Medium-sized companies that produce multilayer film packaging with functional polyamide layers are calling for a different designation for flexible films with a polyamide layer by the German Federal Environment Agency, the Central Packaging Register Foundation and the German Federal Government. In a letter, they criticize that the so-called “Minimum Standard for the Assessment of the Recyclability of Packaging Subject to System Participation” marks flexible films with a polyamide layer as being incompatible with recycling. Dr. Franz Schleicher, owner of Buergofol GmbH and co-signatory of the letter initiated by Südpack, criticizes that this creates the impression that these films are not environmentally friendly. “A one-sided promotion of the recyclability without consideration of the overall ecological effects interferes deeply with an existing market without any meaningful ecological steering effect. In this way, the good and correct objectives of the Packaging Act are reversed by setting false incentives for the industry. Such misleading demands are damaging to business, endanger jobs and destroy innovative SMEs”, the letter says. “At the moment, everything is running against films with polyamide,” says Schleicher.
Overall ecological advantages
The minimum standard should take into account the overall ecological benefits of the packaging and not just its recyclability. The proportion of polyamide in food packaging is only 1.7 percent, but it protects the majority of foodstuffs such as cheese or sausage. With a weight share of up to 5 percent, polyamide can be mechanically recycled in the polyolefin stream. However, due to the small proportion of polyamide in the waste stream, this multi-layer packaging is not sorted out separately by the dual systems, but ends up in the sorting residue and is recycled for energy.
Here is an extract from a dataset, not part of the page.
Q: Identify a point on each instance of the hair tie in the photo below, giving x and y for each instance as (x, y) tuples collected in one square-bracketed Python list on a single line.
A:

Background: In accordance with statutory regulations, the Central Packaging Register Foundation must, in agreement with the German Federal Environment Agency, publish a “minimum standard for measuring the recyclable design of packaging” as of September 1 each year.
The addressees are the systems which have to calculate the system participation fees on the basis of this minimum standard. These in turn are obliged to place packaging that is suitable for recycling in a better financial position. “According to the Packaging Act, the assessment of the recyclable design in our minimum standard must be based on the current practice of sorting and recycling. So if packaging is not currently sorted or recycled accordingly, then according to the standard it must not be assigned a corresponding proportion of recyclable materials. The systems can use further criteria to measure the recyclable design, as this is a minimum standard. However, this is outside our remit. Furthermore, we have no tasks in the area of evaluation or approval of specific packaging items,” explains the Foundation in response to an enquiry.
Matthias Fabian, head of the “Implementation of the Packaging Act” department at the German Federal Environment Agency, explains that the minimum standard is intended solely to determine the recyclability of packaging typically generated as waste by private end consumers, and which is usually collected via the collection by Dual Systems and then sorted and recycled by the systems. Here recyclability is a gradual characteristic which can only be determined for the specific packaging as a whole and which must be determined under the actual market conditions for packaging waste. In this respect, it is essential that suitable sorting and recycling paths exist for packaging in practice, explains Fabian. He emphasizes: ” In accordance with the legal requirements other aspects of ecological packaging design are not covered by the minimum standard”.